Winning is a prerequisite for any successful coach.  But it’s not the only requirement for longevity.

In order to remain at one place for an extended period of time, if not an entire career, a college coach must also have a personality and style compatible with those of the school at which he works.

Mike Brey and Notre Dame have maintained just such a relationship over the past 23 years.

A Catholic kid who doesn’t take himself too seriously, fancies himself as a teacher as much as a coach and boasts a basketball resume that includes an apprenticeship at the side of Mike Krzyzewski, Brey has stayed in South Bend long enough to earn 481 victories and become the winningest coach in school history.

He’s led the Irish to an ACC championship, 13 NCAA Tournament appearances and a pair of Elite 8s.

If anyone knows what it takes to coach at Notre Dame, he’s the man.

That’s exactly why athletic director Jack Swarbrick plans to seek his input now that the search has begun for his replacement. Brey announced last week that he plans to step down at the end of the season, saying he’s reached his “shelf life” with the program.

“The program needs a new voice,” he said Monday on the ACC’s weekly coaches video conference. “I’m going to finish with these guys and then help in the process of hiring the next coach here, as my athletic director would love me to do. And I’d be honored to do it.”

Brey hasn’t dropped any hints about the qualities he would like to see in his successor. Or if he prefers it to be someone with ties to the program.

His comments Monday and the conversations he’s had with the 3 recruits committed to the Irish for next season suggest that it will likely be someone in his own image.

“I made it very clear. I told them that this is about you and how I can help you move forward,” he said. “If Notre Dame is still something you want to consider and meet the new coach, let’s do it. I’ll be involved in the process and I’ll keep you posted on the candidates and stuff like that.”

There shouldn’t be any shortage of candidates lining up for the job.

Although the Notre Dame brand doesn’t hold as much weight in basketball as it does in football, it’s still a prime job in a big-time conference with the resources and tradition to contend for championships.

Unlike football, in which the successor to the school’s all-time wins leader Brian Kelly was hired from within, there is no Marcus Freeman on Brey’s staff.

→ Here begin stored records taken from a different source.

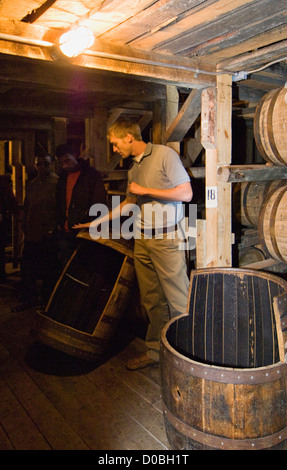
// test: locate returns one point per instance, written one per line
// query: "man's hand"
(135, 188)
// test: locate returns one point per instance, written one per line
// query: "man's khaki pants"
(163, 282)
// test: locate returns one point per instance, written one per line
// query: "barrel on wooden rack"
(272, 225)
(248, 199)
(89, 298)
(251, 254)
(223, 370)
(270, 126)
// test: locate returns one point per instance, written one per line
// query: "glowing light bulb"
(76, 41)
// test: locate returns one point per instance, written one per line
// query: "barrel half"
(223, 377)
(89, 299)
(270, 126)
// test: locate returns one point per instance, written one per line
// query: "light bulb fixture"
(75, 41)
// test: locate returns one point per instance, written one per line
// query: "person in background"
(157, 180)
(39, 259)
(8, 206)
(79, 187)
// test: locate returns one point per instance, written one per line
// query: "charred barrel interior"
(222, 365)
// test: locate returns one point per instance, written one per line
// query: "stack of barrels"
(263, 204)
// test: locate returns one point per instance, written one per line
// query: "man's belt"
(160, 230)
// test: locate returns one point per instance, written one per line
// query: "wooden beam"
(224, 112)
(260, 57)
(25, 40)
(67, 78)
(186, 117)
(216, 139)
(244, 173)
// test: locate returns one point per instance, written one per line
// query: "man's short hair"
(63, 149)
(122, 127)
(44, 155)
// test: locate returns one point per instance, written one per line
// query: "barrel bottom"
(67, 340)
(178, 440)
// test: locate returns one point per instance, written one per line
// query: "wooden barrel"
(272, 225)
(270, 126)
(89, 298)
(248, 199)
(223, 370)
(251, 254)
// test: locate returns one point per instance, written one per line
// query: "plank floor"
(51, 401)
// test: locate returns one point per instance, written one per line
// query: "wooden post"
(172, 100)
(224, 112)
(2, 157)
(216, 139)
(96, 139)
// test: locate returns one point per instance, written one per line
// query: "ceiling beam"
(26, 40)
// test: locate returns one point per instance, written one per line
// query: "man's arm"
(114, 214)
(182, 192)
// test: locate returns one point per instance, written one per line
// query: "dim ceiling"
(140, 47)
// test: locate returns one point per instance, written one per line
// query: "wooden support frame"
(216, 108)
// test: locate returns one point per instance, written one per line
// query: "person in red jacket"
(79, 187)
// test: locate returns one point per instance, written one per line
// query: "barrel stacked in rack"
(262, 204)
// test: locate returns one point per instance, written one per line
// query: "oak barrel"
(270, 126)
(248, 199)
(272, 225)
(251, 254)
(89, 298)
(223, 372)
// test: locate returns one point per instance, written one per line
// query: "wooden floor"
(52, 401)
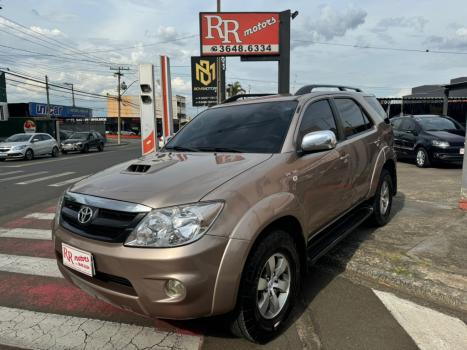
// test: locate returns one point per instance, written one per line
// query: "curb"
(424, 288)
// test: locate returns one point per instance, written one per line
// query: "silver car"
(28, 146)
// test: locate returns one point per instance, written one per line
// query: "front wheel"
(422, 160)
(382, 202)
(268, 289)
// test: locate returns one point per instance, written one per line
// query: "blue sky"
(138, 31)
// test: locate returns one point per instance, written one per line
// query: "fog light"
(174, 289)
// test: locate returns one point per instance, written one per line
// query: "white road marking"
(430, 329)
(27, 233)
(29, 265)
(11, 172)
(40, 216)
(61, 159)
(38, 330)
(67, 182)
(22, 176)
(45, 178)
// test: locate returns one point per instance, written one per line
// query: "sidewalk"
(423, 250)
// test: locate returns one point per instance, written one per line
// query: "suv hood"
(171, 179)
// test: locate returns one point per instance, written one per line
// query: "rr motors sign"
(239, 33)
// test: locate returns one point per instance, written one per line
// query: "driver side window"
(318, 116)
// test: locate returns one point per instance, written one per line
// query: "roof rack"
(239, 96)
(309, 88)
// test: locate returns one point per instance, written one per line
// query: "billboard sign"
(239, 33)
(204, 81)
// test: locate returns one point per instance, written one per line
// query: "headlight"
(440, 144)
(175, 226)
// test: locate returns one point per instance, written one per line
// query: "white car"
(28, 146)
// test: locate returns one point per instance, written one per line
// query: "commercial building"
(130, 118)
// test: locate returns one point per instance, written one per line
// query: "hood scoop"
(138, 168)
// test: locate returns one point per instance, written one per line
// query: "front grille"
(105, 225)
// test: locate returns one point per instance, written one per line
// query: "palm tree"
(235, 89)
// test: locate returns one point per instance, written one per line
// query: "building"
(130, 118)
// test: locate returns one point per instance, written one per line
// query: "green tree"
(234, 89)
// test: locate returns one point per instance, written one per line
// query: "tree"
(234, 89)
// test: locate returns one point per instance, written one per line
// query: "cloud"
(331, 23)
(458, 41)
(45, 31)
(416, 23)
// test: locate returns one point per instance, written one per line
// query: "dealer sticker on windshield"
(78, 260)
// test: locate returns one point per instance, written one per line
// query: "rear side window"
(318, 116)
(354, 121)
(373, 102)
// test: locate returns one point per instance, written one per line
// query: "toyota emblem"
(85, 215)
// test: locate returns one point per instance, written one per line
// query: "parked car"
(83, 142)
(221, 220)
(429, 139)
(27, 146)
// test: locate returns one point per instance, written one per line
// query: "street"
(333, 312)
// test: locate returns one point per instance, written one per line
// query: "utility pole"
(72, 93)
(218, 67)
(119, 74)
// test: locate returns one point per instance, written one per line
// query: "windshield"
(79, 136)
(248, 128)
(438, 124)
(18, 138)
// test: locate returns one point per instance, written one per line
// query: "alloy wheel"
(273, 286)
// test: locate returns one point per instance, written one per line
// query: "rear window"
(248, 128)
(373, 102)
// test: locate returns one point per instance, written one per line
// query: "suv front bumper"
(135, 278)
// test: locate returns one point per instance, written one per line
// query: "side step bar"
(333, 234)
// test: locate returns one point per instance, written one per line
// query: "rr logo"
(224, 28)
(205, 72)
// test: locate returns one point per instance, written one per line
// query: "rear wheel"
(422, 160)
(268, 289)
(55, 152)
(29, 155)
(382, 202)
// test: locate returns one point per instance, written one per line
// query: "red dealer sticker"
(239, 34)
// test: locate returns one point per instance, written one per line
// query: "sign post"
(254, 36)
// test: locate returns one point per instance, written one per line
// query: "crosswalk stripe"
(37, 330)
(430, 329)
(28, 233)
(40, 216)
(22, 176)
(44, 178)
(29, 265)
(11, 172)
(70, 181)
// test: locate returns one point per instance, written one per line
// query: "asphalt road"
(25, 184)
(333, 312)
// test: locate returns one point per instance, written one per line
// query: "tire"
(422, 160)
(55, 152)
(249, 319)
(382, 202)
(29, 155)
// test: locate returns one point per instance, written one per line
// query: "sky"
(82, 39)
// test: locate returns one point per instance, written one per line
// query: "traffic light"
(147, 109)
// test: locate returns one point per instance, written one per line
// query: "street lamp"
(72, 92)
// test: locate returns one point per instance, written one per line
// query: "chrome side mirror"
(318, 141)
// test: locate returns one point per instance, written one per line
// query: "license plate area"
(78, 260)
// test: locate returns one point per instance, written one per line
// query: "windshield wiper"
(220, 149)
(182, 148)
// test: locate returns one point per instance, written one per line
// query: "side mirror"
(318, 141)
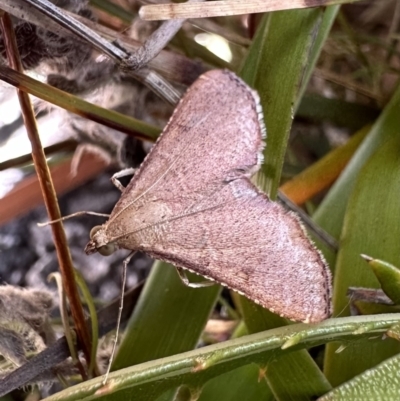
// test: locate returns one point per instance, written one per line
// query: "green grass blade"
(380, 383)
(168, 318)
(150, 380)
(275, 66)
(370, 227)
(293, 376)
(334, 204)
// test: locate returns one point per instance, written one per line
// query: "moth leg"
(185, 280)
(120, 174)
(121, 307)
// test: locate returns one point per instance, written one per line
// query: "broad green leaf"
(331, 212)
(149, 380)
(370, 227)
(244, 383)
(322, 174)
(389, 278)
(275, 66)
(379, 383)
(168, 318)
(293, 376)
(338, 112)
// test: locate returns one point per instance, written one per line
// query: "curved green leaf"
(370, 227)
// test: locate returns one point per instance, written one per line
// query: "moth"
(191, 203)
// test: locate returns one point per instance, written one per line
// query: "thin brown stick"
(76, 105)
(49, 195)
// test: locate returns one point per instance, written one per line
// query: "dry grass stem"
(48, 192)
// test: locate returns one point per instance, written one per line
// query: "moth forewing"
(191, 203)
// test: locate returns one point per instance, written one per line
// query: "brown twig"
(49, 195)
(65, 146)
(74, 104)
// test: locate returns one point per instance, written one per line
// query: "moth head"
(100, 243)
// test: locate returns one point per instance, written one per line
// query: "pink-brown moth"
(191, 203)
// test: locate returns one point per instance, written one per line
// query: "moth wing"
(214, 134)
(261, 253)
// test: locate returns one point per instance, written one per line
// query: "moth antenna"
(47, 223)
(121, 306)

Among the most frequently mentioned early candidates are former Notre Dame players, including Phoenix Suns coach Monty Williams, Miami Heat assistant Chris Quinn and Delaware coach Martin Inglesby, along with others such as John Beilein, Micah Shrewsberry, Bobby Hurley, Porter Moser and even Rick Pitino.

All of those coaches have solid credentials and many are familiar with the school’s unique culture. But when it comes to finding a coach that’s just the right fit, 1 name stands out as the obvious choice.

Pat Kelsey.

As a Catholic school product who rooted for Notre Dame as a youngster and played college ball at Xavier, where he also began his coaching career under the highly-respected Skip Prosser, he’s well versed in what it means to represent Notre Dame.

His energetic personality, which he once said could “make coffee nervous,” has the potential to ignite a badly needed spark of energy into the Irish – just as it has at his current school, College of Charleston.

More than that, he has the coaching chops to get Notre Dame, which is 9-11 (1-8 ACC) heading into Tuesday’s game at NC State, back on the winning track in a hurry. Especially with a fertile transfer portal from which to draw.

In just his 2nd season in Charleston, following 9 successful years at Winthrop, the 47-year-old Ohio native has his team at 21-1 and ranked No. 18 in the nation – with their only loss coming at North Carolina in November.

His Cougars play an exciting, fast-paced style that averages 80 points and 30 3-point attempts per game. They also rank 6th nationally in offensive rebounds. 

With a career record of 223-111, 6 20-win seasons to his credit and young enough to have a long shelf life wherever he goes, there’s a good chance Kelsey will have his pick of available high Division I gigs this offseason. 

Not many of those potential destinations, however, would hold the allure as Notre Dame for someone with his background.

Just as it did for the coach he’d be replacing.